Garza pointed out that a budget based on the effective rate would not only not incorporate social service needs, it wouldn't acknowledge the city's structural "cost drivers" – inflationary or contractual – and would leave social services (and many other discretionary needs) fighting over funding. In any case, city budget staff routinely provides the effective rate numbers for Council, as a matter of course. The demand for an "effective-rate budget" is essentially political, in order for conservatives to portray any additional spending as "a tax increase." Though the draft has five sponsors, there was enough hesitation in the room to suggest that sixth vote won't be an easy domino.
Elsewhere on the agenda:
• If Not That, This: As if smelling trouble on the "affordability" agenda, Mayor Adler returns his economic incentive reforms in another version (Item 34).
• Defying Trump: The immigration crisis persists, and Council is likely to formally denounce the Trump regime's executive order banning immigrants from seven Muslim-majority countries, and condemning discrimination (Item 35).
• Let's Get PUDdy: Both the Plaza Saltillo zoning case (Items 62, 63, and 64) and the Austin Oaks planned unit development (Item 76) return today for further deliberation, along with a pitch from the mayor (and others, Item 40) to drop some Housing Trust Fund money into the Plaza Saltillo affordable housing mix.
• Zoning to Go: Including those two marathon items, there are a couple of dozen zoning cases on the list – more than likely, several will be postponed.
With 79 Items in all, there will be plenty to do beyond these highlights. The musical honoree is "Vocalista" Courtney Santana; it's Women's Veterans Month and Social Work Month, and Amplify Austin ("I Live Here, I Give Here") Day.
The proposed "Austin Affordability Action Plan" (sponsored by CM Ellen Troxclair) would direct city staff to prepare a timeline, budget, and ordinances to implement a series of policies aimed at reducing the local cost of living, incentivizing employment, cutting taxes, and improving transportation – not entirely consistent goals.
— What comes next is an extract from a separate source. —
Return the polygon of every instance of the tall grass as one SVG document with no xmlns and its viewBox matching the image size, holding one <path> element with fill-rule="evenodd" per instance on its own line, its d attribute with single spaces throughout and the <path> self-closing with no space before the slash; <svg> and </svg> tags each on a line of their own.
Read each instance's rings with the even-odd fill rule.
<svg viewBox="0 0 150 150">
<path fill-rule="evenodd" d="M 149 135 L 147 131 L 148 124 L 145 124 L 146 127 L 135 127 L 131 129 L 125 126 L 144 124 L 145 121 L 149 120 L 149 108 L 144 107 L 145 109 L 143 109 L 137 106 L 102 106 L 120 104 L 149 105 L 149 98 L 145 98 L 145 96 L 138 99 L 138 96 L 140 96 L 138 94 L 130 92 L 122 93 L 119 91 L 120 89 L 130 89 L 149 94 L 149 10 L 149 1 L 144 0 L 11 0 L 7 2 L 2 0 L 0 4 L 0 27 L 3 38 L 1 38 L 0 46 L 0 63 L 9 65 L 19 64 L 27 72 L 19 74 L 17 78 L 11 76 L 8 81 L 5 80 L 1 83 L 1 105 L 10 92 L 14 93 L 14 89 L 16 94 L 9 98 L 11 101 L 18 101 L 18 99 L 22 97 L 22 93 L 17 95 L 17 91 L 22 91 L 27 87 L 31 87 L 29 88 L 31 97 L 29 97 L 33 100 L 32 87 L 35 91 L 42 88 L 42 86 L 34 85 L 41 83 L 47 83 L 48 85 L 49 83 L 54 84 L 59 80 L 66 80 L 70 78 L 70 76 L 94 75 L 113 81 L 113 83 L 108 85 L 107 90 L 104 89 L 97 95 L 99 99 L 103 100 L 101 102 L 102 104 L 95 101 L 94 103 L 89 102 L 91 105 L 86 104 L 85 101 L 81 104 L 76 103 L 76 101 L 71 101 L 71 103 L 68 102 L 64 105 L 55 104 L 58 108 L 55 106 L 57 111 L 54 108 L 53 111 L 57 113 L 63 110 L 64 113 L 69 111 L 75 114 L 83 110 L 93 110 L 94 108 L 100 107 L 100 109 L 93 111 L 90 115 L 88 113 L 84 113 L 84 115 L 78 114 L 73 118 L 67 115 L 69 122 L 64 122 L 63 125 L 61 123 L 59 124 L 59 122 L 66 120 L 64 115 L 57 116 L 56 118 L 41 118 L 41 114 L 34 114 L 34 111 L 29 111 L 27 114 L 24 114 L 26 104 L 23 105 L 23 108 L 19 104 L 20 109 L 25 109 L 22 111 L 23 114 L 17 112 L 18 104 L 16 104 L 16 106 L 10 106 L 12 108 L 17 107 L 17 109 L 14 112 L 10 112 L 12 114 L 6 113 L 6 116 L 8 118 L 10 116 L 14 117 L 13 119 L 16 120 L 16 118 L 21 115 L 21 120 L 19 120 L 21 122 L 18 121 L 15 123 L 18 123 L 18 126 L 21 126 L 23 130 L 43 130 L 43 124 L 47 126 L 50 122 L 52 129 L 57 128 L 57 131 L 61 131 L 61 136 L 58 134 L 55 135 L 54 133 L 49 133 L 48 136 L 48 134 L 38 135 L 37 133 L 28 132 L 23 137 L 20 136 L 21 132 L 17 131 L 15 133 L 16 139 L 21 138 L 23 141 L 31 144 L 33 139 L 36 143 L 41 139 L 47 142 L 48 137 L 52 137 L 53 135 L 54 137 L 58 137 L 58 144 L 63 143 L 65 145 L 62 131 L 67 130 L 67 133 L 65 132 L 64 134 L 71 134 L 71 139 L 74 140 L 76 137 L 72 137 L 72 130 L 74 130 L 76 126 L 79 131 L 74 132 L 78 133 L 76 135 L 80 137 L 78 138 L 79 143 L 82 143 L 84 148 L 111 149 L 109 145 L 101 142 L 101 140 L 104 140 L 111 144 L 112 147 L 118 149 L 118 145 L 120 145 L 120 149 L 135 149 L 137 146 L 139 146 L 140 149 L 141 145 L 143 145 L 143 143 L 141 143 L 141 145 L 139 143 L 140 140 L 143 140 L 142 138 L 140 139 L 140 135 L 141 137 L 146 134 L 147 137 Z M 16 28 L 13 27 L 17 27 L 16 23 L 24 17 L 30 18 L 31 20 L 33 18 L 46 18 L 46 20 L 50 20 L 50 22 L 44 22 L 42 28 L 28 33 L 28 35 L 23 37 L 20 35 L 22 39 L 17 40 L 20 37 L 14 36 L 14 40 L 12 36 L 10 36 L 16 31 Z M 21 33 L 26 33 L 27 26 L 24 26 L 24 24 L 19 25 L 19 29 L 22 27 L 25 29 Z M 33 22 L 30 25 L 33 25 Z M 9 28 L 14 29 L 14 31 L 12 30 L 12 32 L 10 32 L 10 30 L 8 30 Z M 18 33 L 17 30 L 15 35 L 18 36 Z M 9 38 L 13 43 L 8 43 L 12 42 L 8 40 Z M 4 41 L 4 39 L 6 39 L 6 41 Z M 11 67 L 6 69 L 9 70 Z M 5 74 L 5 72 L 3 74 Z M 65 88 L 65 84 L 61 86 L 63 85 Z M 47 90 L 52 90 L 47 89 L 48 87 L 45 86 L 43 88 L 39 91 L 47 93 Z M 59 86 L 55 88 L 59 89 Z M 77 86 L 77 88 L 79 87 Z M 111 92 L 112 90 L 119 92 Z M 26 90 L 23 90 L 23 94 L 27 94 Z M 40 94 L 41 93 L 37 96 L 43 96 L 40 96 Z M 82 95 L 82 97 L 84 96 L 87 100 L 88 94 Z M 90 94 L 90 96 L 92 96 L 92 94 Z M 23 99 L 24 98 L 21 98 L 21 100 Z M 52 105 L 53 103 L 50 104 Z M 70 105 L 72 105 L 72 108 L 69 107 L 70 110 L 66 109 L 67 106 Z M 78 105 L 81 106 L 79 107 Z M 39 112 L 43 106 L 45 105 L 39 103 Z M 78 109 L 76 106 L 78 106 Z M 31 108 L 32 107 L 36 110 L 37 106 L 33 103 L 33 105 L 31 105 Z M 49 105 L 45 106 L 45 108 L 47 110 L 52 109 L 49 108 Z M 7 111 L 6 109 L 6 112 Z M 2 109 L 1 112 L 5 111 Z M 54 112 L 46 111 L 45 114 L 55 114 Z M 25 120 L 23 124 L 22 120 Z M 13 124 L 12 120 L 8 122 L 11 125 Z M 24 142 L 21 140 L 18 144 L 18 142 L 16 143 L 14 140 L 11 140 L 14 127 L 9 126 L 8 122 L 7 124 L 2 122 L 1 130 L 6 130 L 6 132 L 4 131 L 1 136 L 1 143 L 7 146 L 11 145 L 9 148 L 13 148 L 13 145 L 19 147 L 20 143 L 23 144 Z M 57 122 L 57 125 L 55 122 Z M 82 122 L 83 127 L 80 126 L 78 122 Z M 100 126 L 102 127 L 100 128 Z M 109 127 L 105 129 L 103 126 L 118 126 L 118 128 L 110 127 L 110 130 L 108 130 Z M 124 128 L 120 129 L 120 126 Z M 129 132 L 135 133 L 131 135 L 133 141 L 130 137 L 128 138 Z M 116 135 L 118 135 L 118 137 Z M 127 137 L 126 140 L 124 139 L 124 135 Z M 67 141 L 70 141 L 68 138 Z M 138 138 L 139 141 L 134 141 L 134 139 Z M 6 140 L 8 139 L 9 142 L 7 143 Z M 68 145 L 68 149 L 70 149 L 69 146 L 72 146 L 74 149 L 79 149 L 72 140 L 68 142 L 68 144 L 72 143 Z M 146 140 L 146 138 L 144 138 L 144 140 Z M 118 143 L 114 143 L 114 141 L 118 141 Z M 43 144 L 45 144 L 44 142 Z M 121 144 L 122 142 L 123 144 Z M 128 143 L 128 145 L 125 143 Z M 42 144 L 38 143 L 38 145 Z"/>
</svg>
Here's a summary of the proposal, available in full in the Council meeting backup, Item 32.
Housing & Real Estate Affordability: Build 13,500 new housing units annually through 2025, including more affordable units; adopt supportive CodeNEXT by April 2018; streamline permitting review.
Diversify the Economy & Support Local Businesses: Add 10,000 "middle-skill" jobs by 2022; invest portion of city pension fund in local venture capital; revise economic incentive policies to emphasize equity issues and locally owned businesses.
Better Way of Budgeting: Conduct biennial full budget reviews of every city department; implement Strategic Plan; collaborate with other taxing jurisdictions to reduce costs.
Cost of Living & Doing Business in Austin: Present budget at "effective" property tax rate (same revenue as previous year, plus new construction); prioritize health and human services contracts; no increase in utility rates.
Affordable & Accessible Transportation: Improve transportation choices; implement 2016 Mobility Bond improvements; provide citywide accessible bus service.